“Madness! Madness!” cried Starling.
“Let it be madness. If God chooses to pursue a human soul with madness, the pursuit is not less swift and relentless for that. And I shook Him off. I escaped from religion; I prayed to the Devil to keep me wicked, so utterly did I love you. Then when my brother was offered Wych-on-the-Wold I felt that the Devil had heard my prayer and had indeed made me his own. That frightened me for a moment. When I wrote to you and said we were coming here and you hurried back, I can’t describe to you the fear that overcame me when I first entered this hollow where you lived. Several times I’d tried to come down before you arrived here, but I’d always been afraid, and that was why the first night I brought Mark with me.”
“That long-legged prig and puppy,” grunted the squire.
Mark could have shouted for joy when he heard this, shouted because he was helping with his Paternosters and his Aves to drive this ruffian out of Esther’s life for ever, shouted because his long legs were strong enough to hold on to this yew-tree bough.
“He’s neither a prig nor a puppy,” Esther said. “I’ve treated him badly ever since he came to live with us, and I treated him badly on your account, because whenever I was with him I found it harder to resist the pursuit of God. Now let’s leave Mark out of this. Everything was in your favour, I tell you. I was sure that the Devil. . . .”
“The Devil!” Starling interrupted. “Your Devil, dear Essie, is as ridiculous as your God. It’s only your poor old God with his face painted black like the bogey man of childhood.”
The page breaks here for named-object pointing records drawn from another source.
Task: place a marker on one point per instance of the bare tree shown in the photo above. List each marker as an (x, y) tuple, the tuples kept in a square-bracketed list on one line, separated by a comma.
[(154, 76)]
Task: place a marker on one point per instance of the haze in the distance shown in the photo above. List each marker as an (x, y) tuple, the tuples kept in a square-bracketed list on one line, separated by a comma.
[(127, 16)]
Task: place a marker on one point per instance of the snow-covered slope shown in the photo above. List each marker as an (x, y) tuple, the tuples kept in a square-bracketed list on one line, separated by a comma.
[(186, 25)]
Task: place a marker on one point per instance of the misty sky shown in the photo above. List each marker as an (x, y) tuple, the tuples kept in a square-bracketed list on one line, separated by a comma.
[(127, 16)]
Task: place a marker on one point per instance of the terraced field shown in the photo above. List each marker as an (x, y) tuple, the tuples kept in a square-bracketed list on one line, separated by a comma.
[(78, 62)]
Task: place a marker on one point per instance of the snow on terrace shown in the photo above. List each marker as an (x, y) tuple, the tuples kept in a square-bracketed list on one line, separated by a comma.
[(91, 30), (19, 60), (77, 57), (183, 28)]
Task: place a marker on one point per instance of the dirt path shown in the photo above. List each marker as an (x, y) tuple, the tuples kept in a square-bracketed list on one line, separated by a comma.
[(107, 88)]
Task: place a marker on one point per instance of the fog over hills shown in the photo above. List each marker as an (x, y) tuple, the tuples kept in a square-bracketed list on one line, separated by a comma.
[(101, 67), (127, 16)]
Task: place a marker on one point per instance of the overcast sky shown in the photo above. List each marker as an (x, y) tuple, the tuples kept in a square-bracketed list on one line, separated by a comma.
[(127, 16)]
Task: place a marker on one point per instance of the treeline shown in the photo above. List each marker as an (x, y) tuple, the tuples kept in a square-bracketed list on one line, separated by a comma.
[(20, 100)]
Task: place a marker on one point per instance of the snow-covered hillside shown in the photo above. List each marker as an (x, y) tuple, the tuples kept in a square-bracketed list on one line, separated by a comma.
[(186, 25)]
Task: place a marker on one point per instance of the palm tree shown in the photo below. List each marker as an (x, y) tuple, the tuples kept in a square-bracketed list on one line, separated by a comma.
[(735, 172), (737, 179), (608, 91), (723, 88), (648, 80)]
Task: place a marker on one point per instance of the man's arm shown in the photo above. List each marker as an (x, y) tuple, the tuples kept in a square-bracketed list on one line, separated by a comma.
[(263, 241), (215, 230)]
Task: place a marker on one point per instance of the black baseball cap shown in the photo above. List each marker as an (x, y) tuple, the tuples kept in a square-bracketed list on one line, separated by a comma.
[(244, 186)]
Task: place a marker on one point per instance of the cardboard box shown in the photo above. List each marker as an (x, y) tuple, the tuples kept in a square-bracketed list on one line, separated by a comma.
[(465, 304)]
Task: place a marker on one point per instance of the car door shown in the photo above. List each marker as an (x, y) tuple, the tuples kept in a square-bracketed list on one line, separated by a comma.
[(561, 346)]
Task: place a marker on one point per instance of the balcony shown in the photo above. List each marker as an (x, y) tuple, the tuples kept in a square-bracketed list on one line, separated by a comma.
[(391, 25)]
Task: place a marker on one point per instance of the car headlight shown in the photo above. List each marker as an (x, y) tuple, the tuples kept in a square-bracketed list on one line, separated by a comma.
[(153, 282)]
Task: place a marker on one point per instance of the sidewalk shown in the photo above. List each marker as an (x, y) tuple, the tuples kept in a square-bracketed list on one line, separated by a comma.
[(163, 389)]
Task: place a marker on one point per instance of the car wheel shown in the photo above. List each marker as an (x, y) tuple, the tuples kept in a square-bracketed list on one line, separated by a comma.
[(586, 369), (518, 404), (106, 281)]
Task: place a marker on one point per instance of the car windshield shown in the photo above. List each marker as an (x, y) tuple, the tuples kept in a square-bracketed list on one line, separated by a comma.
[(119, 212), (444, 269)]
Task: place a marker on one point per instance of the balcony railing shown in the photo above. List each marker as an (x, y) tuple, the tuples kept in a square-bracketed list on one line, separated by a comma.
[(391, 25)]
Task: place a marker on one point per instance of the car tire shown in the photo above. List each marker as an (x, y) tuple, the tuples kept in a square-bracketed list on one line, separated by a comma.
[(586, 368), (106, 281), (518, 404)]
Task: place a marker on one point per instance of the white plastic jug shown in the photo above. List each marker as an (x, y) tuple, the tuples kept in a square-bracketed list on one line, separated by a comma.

“I was sure that the Devil,” Esther repeated without seeming to hear the blasphemy, “had taken me for his own and given us to each other. You to me. Me to you, my darling. I didn’t care. I was ready to burn in Hell for you. So, don’t call me coward, for mad though you think me I was ready to be damned for you, and I believe in damnation. You don’t. Yet the first time I passed by this chapel on my way to meet you again after that endless horrible parting I had to run away from the holy influence. I remember that there was a black cow in the field near the gates of the Grange, and I waited there while Mark poked about in this chapel, waited in the twilight afraid to go back and tell him to hurry in case I should be recaptured by God and meet you only to meet you never more.”